Orienting of attention in the 5HT2A agonist and NMDA antagonist model of psychosis

Patients with schizophrenia exhibit disturbances of orienting of attention. However, findings have been inconsistent. Hallucinogen challenges have been used as models for psychosis. The NMDA antagonist state resembles undifferentiated psychoses, whereas the 5-HT2A agonist state is considered as a model for psychoses with prominent positive symptoms. The aim of this study was to investigate orienting of attention in the human NMDA antagonist (S-ketamine) and 5-HT2A agonist (DMT) models of psychosis. Fifteen healthy volunteers participated in a randomized, double-blind, cross-over study with two doses of DMT and S-ketamine. Nine subjects completed both experimental days. Overall, both hallucinogens slowed down RTs dose-dependently (DMT > S-ketamine) and DMT diminished the general response facilitating (alerting) effect of cues.

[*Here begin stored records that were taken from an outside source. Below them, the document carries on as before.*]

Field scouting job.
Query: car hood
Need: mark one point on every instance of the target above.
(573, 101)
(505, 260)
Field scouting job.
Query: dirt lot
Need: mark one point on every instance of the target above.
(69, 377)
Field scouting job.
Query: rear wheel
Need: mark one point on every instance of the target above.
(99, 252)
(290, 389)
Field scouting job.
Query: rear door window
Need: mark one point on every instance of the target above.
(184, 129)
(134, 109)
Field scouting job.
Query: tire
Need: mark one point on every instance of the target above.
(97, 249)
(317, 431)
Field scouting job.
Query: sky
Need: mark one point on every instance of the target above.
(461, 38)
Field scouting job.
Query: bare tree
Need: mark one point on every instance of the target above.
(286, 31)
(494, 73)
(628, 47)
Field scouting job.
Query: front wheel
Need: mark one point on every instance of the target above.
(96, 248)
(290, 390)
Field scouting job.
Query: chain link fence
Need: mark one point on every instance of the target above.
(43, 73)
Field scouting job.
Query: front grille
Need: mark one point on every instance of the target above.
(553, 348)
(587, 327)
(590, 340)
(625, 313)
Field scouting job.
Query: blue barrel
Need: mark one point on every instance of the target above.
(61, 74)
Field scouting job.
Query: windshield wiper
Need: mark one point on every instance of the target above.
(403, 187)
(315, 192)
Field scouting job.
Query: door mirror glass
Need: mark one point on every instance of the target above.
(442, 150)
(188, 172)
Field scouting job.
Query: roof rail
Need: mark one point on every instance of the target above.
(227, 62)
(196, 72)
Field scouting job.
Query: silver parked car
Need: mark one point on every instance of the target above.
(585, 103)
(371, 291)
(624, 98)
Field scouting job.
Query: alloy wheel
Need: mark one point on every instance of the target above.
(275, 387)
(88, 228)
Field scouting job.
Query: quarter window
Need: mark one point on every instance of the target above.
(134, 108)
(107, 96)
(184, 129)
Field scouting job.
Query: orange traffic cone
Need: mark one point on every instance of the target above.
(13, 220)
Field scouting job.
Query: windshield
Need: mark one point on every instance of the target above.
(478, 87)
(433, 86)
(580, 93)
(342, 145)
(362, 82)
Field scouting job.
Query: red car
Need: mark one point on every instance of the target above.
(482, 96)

Inhibition of Return (IOR), i.e. the normal reaction time disadvantage for validly cued trials with exogenous cues and long cue target intervals, was blunted after both doses of DMT and the low dose of S-ketamine. IOR reflects an automatic, inhibitory mechanism of attention, which protects the organism from redundant, distracting sensory information. In conclusion, our data suggest a deficit of IOR in both hallucinogen models of psychosis, with the effect being clearer in the serotonin model. Blunted IOR may underlie different psychotic manifestations, but particularly those with prominent positive symptoms.